The organisations behind the petition believe the current enforcement costs to the public purse are unsustainable and new approaches are needed that prevent incidents. This would save money in the short and long-term.

The public have been urged to sign the petition and share it on social media sites such as Facebook and Twitter to help reach the 100,000 signatures required to achieve the debate in the House of Commons.

Organisations behind the petition include Battersea Dogs & Cats Home, The Blue Cross, British Small Animal Veterinary Association (BSAVA), British Veterinary Association (BVA),  Communication Workers Union, Dogs Trust, GMB, Guide Dogs for the Blind Association, International Institute of Risk and Safety Management, Kennel Club, National Dog Wardens Association, Police Federation, Prospect, Royal Mail Group, Royal College of Veterinary Surgeons, RSPCA, UNISON, Union of Shop, Distributive and Allied Workers, Unite and Wood Green, The Animal Charity.

Each organisation agrees the six key areas that need to be addressed are:

Consolidation of Legislation: Any Bill must consolidate legislation concerning dog control; give greater flexibility and discretion to enforcers and the courts; include a genuine preventative effect; update some offences; improve public safety and animal welfare; and reduce the costs of enforcement.

Breed specific legislation: This is not effective in tackling the real cause of the problem, which relates to the owner’s actions or omissions rather than the type of dog concerned. We believe if political will is not there to repeal breed specific legislation, then amendments must be made to ensure better canine welfare and a clear strategy put in place to regularly review, and with the intention of, ultimately phasing out breed specific legislation.
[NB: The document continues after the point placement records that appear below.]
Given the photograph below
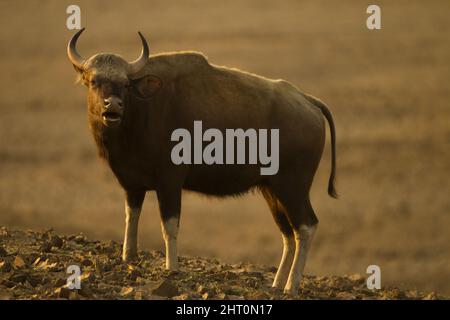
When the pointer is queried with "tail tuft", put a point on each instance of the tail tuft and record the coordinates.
(326, 112)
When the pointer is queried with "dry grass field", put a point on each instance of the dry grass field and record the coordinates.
(389, 91)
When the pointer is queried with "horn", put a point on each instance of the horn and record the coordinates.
(74, 56)
(140, 62)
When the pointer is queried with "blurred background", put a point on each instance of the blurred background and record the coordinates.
(388, 90)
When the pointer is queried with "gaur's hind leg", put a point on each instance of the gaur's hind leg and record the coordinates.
(304, 223)
(133, 206)
(293, 193)
(170, 206)
(286, 234)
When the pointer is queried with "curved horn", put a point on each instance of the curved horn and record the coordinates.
(74, 56)
(140, 62)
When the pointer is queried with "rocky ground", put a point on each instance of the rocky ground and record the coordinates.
(33, 265)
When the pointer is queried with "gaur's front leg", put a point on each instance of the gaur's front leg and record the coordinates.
(170, 205)
(133, 206)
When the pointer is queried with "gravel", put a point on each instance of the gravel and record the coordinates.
(33, 265)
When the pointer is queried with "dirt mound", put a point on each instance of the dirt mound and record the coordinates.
(33, 265)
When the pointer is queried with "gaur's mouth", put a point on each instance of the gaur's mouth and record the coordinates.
(110, 116)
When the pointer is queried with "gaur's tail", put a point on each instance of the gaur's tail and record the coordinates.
(326, 112)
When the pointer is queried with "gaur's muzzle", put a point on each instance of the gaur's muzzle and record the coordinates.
(112, 110)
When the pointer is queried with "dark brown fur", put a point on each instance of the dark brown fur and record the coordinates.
(175, 89)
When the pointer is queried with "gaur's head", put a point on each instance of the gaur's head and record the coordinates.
(108, 78)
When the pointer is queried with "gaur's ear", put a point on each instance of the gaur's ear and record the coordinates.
(78, 69)
(81, 78)
(147, 86)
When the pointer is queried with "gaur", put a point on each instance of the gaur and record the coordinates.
(133, 108)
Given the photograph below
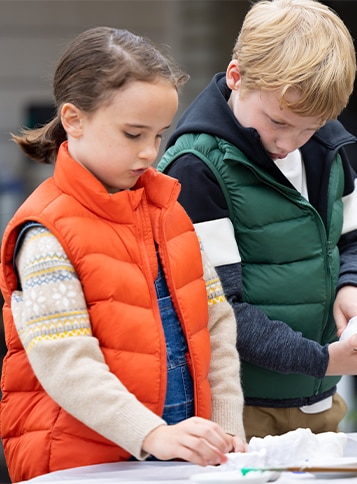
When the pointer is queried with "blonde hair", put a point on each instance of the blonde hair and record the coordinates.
(299, 44)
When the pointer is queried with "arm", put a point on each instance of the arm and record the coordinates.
(261, 341)
(68, 361)
(51, 318)
(224, 375)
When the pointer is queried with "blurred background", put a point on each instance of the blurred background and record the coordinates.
(33, 33)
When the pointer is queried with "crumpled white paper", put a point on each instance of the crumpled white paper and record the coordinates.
(291, 449)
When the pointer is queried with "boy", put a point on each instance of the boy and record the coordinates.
(267, 183)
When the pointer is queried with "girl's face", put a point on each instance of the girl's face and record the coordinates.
(281, 131)
(119, 141)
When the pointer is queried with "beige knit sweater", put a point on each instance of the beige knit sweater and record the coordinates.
(69, 364)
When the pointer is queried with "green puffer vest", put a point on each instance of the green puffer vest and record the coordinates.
(289, 258)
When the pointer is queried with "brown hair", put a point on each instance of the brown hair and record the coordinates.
(95, 64)
(299, 44)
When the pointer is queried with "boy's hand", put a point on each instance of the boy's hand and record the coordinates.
(195, 440)
(343, 357)
(345, 307)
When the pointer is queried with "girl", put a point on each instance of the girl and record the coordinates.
(107, 325)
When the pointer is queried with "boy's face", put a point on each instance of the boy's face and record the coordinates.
(281, 131)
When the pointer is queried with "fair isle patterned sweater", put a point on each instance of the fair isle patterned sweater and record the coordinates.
(51, 318)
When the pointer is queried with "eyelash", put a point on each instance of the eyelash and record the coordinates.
(131, 136)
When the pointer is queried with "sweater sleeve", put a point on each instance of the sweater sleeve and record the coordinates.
(51, 318)
(270, 344)
(224, 375)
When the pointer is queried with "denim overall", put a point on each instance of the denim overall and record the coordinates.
(179, 402)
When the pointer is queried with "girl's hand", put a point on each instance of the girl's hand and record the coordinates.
(239, 445)
(195, 440)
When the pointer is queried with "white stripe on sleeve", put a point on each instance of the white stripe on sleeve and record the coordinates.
(218, 241)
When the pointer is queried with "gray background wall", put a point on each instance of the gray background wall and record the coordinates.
(34, 32)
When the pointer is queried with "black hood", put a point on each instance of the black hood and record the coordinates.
(209, 113)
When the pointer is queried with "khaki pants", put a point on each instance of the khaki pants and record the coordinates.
(262, 421)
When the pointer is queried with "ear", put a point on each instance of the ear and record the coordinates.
(71, 118)
(233, 77)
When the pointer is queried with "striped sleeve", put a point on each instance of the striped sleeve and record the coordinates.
(51, 303)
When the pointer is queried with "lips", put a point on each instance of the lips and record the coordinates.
(276, 156)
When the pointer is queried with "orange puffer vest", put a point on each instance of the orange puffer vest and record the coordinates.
(110, 241)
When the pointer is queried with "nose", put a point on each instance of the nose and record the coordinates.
(149, 152)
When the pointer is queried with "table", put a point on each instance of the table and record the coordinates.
(171, 473)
Private Property: The scope of updated legislation must be extended to cover all places, including private property, to ensure better public safety and animal welfare. It must also provide suitable defences for responsible dog owners, e.g. where someone is attacked and their dog defends them.

Permanent Identification: To assist with encouraging more responsible dog ownership, all dogs should be permanently identified, such as with a  microchip, so that animals can be matched to their owners and traceability can be improved.

Better Funding: To support this there needs to be sufficient funding streams for dog wardens and police Dog Legislation Officer (DLO) roles so that the law can be adequately enforced and public safety and animal welfare improvements can be practiced. This will save money for the public purse in the short and long term, for example through savings to the NHS for treating dog-related injuries and costs of kennelling seized dogs.

Education and engagement: This should go hand-in-hand with any changes to the law and many animal welfare organisations can provide resources for this. However, the Government should play a lead role in coordinating such work, especially within hard to reach areas, and ensuring it is properly evaluated for its effectiveness.